On the surface, both pieces are about the status of some 50,000 undocumented Irish immigrants in the US. But the deeper issue in Quinn’s column is about the state of Irish America.
“When it comes to Ireland’s view of itself in the psyche of the United States, it seems we are still stuck in the 1960s, when “Irish” America reigned supreme,” Quinn writes. “The reality is the US has moved on. Irish America is now mainstream and any expectation of special treatment because of the past is misplaced.”

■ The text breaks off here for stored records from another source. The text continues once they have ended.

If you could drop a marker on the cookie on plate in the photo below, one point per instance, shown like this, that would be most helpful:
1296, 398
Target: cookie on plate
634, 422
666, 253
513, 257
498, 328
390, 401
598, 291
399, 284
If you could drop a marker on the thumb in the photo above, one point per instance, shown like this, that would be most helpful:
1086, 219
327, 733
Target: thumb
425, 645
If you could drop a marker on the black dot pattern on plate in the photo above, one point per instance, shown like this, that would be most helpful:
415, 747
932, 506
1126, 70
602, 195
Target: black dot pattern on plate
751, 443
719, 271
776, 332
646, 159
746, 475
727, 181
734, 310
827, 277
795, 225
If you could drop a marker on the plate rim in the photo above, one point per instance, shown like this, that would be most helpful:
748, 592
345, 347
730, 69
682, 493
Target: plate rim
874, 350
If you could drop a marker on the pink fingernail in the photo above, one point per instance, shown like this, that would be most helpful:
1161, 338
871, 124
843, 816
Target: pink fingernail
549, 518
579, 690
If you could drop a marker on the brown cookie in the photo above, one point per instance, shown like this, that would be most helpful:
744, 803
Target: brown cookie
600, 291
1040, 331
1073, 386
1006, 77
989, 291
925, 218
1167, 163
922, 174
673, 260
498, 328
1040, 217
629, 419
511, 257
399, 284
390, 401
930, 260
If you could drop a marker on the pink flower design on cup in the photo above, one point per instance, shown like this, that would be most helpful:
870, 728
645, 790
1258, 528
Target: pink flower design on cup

O’Dowd never directly tackles this larger issue. He disputes that Irish leaders and their political peers in Washington, D.C. are seeking special treatment for the undocumented emigrants. But he spends far more column inches in an ad hominem attack on Quinn.
I generally like O’Dowd’s stuff. He’s better than stooping to such tactics. He might have acknowledged that Quinn mentions one his own beefs: that the U.S. has failed to appoint an ambassador to Ireland for over two years.
Quinn’s contention that, “In 2014, an Irish-American is a lot more American than Irish” is too simplistic. That’s been true for decades and misses the point of whether there’s still a special relationship between residents and leaders of the two nations.
And he doesn’t help his credibility by referring to U.S. “midterm elections in October.” Election Day is Nov. 4.
Take a deep breath lads, then try making another run at these issues in the future.